On the flip side of this situation, is the fact that as the number of people arriving into Switzerland continues to grow, this is driving up demand for living accommodation. And in 2022 alone, the population grew by over 100’000. And according to recent government data, at the end of December 2022, there were 2.24 million foreigners now living permanently in Switzerland.
In times of inflation and hardship for many, in order to incentivise the volume of home construction required to provide housing for Switzerland’s growing population, ironically – higher rents would be required. This would have the effect of encouraging higher yields and hopefully more investment. Fewer building restrictions and more land available to build would also be helpful.

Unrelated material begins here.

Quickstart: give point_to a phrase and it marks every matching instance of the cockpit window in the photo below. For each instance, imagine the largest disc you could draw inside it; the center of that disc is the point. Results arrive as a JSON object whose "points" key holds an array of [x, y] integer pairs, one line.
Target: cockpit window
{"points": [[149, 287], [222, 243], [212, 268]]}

Initiatives proposed by some politicians to cap rents, could have the opposite effect, with low percentage yields scaring investors away meaning less investment in construction and ultimately fewer new homes being built.

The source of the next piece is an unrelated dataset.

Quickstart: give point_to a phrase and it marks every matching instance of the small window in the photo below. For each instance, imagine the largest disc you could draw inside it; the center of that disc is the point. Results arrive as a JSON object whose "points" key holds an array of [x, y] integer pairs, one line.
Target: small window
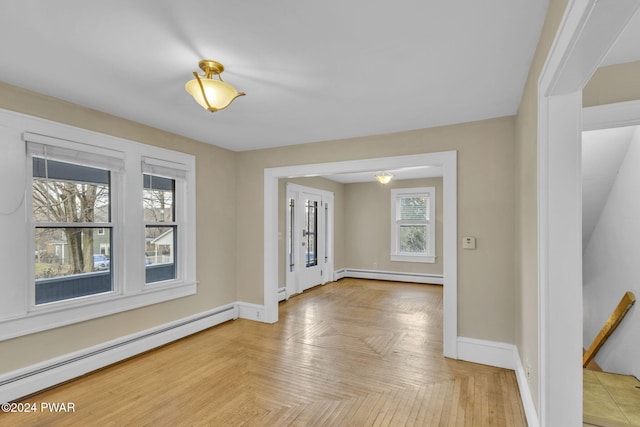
{"points": [[161, 229], [413, 224], [72, 236]]}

The picture in the rest of Europe varies from country to country. Some recent statistics indicate the following with regard to new home starts per thousand inhabitants in 2021:
- At the top of the success ladder is Austria which recorded 10.56 homes built for every 1’000 citizens.
- Poland 7.28 per 1’000 citizens.
- Slovania 6.06 per 1’000 citizens.
- Ireland 6.05 per 1’000 citizens.
- Mid table is Czech Republic with 4.28 per 1’000 citizens (around 18% inflation in 2022 and interest rates @ 6% in 2023).
- UK is at the lower end of the table with 2.56 homes built for every 1’000 citizens.
- Italy at the bottom with 1.03 homes built for every 1’000 citizens
Switzerland with 26 cantons and 4 language areas presents a fragmented picture. Tourism areas see higher new construction rates than other non-tourism towns. One town that has both tourism and local inhabitants is the spa town of Baden – which has a population of around 20’000 with about 26% of the population being resident foreign nationals. One of the recent recordings of the rate of construction of new housing units per 1000 residents in Baden showed this as 5.25 per 1’000 residents.
Summary: High inflation rates across Europe in 2022 has lead to interest rates rising and made mortgages more expensive. This in part also means a slow down in the construction of new homes as private investors struggle to be able to afford proposed increased mortgage payments.
In Switzerland the housing shortage situation is in part driven by increased interest rates, although compared to the rest of Europe both inflation and interest rates in Switzerland are low. The main driver for the slow down in the construction of new homes, is the percentage return for investors which stands at around, only 3%. This is making other asset investments more attractive. Government initiatives are also pointing towards a capping of rental prices, which in effect would continue to make the sector unattractive for investors. And with increased numbers of people arriving in Switzerland, something will have to give, otherwise many new arrivals in Switzerland could soon struggle to find a home to live in.